The main bony contact areas in the knee joint are called 'compartments'. The surgeon may help to alleviate pain confined to one compartment via unicompartmental knee replacement.
Page updated July 2023 by Dr Sheila Strover (Clinical Editor)
This Primer explains how joint (articular) cartilage damage can lead to osteoarthritis in the knee.
- Introduction to arthritis
- Types of arthritis
- The common arthritis pathway
- How knee arthritis progresses
- What's special about hyaline (articular) cartilage?
- Arthritis cysts and spurs
- Joint injections for knee arthritis
-
The concept of arthritis compartments
- Classifying the amount of cartilage damage
- Knee X-rays and arthritis
Doctors talk of three 'compartments' in the knee, and this is very relevant when discussing osteoarthritis.
These are not actual discrete pockets, but are three areas where the bones of the knee make contact with one another.
Two of the compartments are formed by the rounded ends of the femur (condyles) where they make contact with the flat top of the tibia bone. These are the medial and lateral compartment. The third compartment is where the patella (kneecap) makes contact with the femur bone below it. This is the patellofemoral compartment.
The medial compartment
The inner joint surfaces of the long bones, femur (thighbone) and tibia (shinbone) and the meniscus (shock absorber) wedged between them.

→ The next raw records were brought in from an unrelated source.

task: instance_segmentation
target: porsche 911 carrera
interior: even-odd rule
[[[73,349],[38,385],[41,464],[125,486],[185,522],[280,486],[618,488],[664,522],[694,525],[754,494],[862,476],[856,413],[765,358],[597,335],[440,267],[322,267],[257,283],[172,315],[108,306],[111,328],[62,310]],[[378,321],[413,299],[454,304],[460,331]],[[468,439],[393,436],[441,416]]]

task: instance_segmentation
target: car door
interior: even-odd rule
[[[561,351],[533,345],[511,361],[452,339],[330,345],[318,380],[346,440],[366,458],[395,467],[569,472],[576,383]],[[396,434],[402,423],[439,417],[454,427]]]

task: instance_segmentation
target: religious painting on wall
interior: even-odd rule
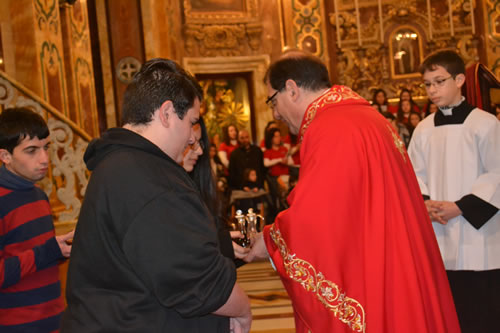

Medial compartment osteoarthritis (OA) is more frequent than lateral compartment OA and commonly follows damage to the meniscus ('knee cartilages'), the medial meniscus being more vulnerable to injury than the lateral meniscus.
Remove the whole meniscus on the medial side ('total meniscectomy') and the altered forces will eventually result in medial compartment OA, the joint space on that side will collapse, the bone will try to heal things by pushing out bridges of bone, further distorting the anatomy, the cartilage will become under stress and eventually break down. Bow-legs may result.
The lateral compartment
The same on the outer side (remember, the fibula bone is on the outer lateral side).
The same thing may happen on the lateral side, but this is less common due to biomechanical factors in the menisci. Take out the whole meniscus on the lateral (outer) side and eventually lateral compartment osteoarthritis will develop, with the leg will become knock-kneed - the opposite of medial compartmentOA.
OA of medial or lateral compartment may also follow an injury, where a chondral defect may have occurred - a chunk of joint surface knocked off into the joint, leaving a crater in the joint surface and a 'loose body' in the joint cavity. Or untreated cruciate ligament damage may cause joint instability and joint surface and meniscal damage - leading to OA.
The patellofemoral compartment
The patellofemoral compartment - the joint between the undersurface of the kneecap (patella) and the femur.
Patellofemoral compartment OA usually follows problems with the alignment of the kneecap onto the underlying thighbone (femur).
Joint surface damage can occur at the side where there is increased contact (too much pressure) and also at the side where there is decreased pressure (too little contact).